MEANS TEST: A calculation of your adjusted income to see if you qualify to fila a Chapter 7 Bankruptcy. Gross income can be offset by a number of factors such as mortgage payments and insurance premiums.

CHAPTER 13 BANKRUPTCY: A reorganization. If you are behind on a secured debt such as a car note or a mortgage you can pay back the arrearage over time within a court structured plan.  

TRADELINE: an entry on a credit report.  

CHAPTER 13 plan: A plan to repay the creditors, court costs, and attorney’s fees over time which is supervised by the Court Appointed Trustee. The plan is based on the numbers you provide the Court so it’s intended to be within your means.

NEGATIVE EQUITY: When you owe more than the collateral is worth. This frequently becomes a problem when trading in vehicles that are not paid off. Commonly known as being upside down or under water. 
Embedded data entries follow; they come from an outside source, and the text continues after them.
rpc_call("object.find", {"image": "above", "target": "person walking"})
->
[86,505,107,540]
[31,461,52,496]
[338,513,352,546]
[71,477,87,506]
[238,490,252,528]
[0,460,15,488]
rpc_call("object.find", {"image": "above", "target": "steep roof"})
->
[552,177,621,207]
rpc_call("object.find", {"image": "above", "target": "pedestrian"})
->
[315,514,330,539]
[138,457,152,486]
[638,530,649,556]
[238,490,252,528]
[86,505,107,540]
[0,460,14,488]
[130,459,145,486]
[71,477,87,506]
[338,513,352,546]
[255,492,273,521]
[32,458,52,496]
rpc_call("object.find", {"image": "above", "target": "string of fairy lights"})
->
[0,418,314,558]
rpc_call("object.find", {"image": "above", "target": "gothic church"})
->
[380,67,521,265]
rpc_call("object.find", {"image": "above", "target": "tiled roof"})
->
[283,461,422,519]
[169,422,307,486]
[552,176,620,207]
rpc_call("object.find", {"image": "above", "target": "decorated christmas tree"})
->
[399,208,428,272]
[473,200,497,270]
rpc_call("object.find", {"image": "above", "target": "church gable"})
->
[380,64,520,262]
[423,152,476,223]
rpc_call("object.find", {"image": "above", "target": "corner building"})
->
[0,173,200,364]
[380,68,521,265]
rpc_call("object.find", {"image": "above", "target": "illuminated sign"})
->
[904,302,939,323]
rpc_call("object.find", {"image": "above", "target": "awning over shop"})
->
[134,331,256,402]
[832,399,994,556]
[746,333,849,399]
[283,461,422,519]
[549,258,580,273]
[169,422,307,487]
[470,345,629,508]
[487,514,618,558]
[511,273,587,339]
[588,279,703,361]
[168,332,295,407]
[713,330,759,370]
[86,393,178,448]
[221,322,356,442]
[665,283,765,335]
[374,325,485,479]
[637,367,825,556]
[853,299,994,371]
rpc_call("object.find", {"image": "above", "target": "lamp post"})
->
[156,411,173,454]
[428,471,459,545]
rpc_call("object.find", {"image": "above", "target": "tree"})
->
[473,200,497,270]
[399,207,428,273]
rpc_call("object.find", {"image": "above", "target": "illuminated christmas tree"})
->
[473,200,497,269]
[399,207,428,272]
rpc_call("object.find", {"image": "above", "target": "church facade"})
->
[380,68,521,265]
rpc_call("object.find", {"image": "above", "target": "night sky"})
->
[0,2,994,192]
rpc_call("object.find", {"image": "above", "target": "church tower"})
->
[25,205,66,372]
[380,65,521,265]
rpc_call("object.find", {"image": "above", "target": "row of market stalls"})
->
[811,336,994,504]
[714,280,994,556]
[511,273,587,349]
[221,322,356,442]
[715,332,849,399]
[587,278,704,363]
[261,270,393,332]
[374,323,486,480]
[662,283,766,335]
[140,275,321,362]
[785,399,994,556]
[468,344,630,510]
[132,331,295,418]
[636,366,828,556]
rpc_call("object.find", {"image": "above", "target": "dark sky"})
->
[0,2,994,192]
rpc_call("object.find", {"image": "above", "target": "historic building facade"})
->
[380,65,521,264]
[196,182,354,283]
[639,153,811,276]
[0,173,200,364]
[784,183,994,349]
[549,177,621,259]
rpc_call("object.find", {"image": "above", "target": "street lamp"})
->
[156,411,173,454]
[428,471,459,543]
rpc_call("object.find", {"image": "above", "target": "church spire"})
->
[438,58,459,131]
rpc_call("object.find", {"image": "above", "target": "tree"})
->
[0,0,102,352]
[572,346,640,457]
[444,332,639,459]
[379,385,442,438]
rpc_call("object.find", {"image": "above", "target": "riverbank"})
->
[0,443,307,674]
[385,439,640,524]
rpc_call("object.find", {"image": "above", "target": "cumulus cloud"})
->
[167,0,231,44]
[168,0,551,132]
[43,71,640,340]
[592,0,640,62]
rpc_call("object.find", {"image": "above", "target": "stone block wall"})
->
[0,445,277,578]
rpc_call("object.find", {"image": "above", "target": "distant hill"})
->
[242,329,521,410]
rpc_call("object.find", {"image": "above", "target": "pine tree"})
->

EXEMPTION: a law or set of laws design to protect, or exempt, certain assets. Examples of this are homesteads, vehicles, and most retirement programs. Funds in a 401K or other qualified plan are not subject to creditor garnishment. Most funds received from government benefits are exempt from collection.

GARNISHMENT: a post judgment remedy for creditors to seize various assets.  This is after judgment on the original lawsuit is granted and usually involves a separate Court proceeding.  In the case of garnishing a bank account the creditor in effect sues the bank. The account is frozen pending the resolution of the matter and you could lose several paychecks before your employer can move funds. Also, as the debtor, you get the pay the bank’s attorneys who have done little to no work. The act of attempting to garnish assets.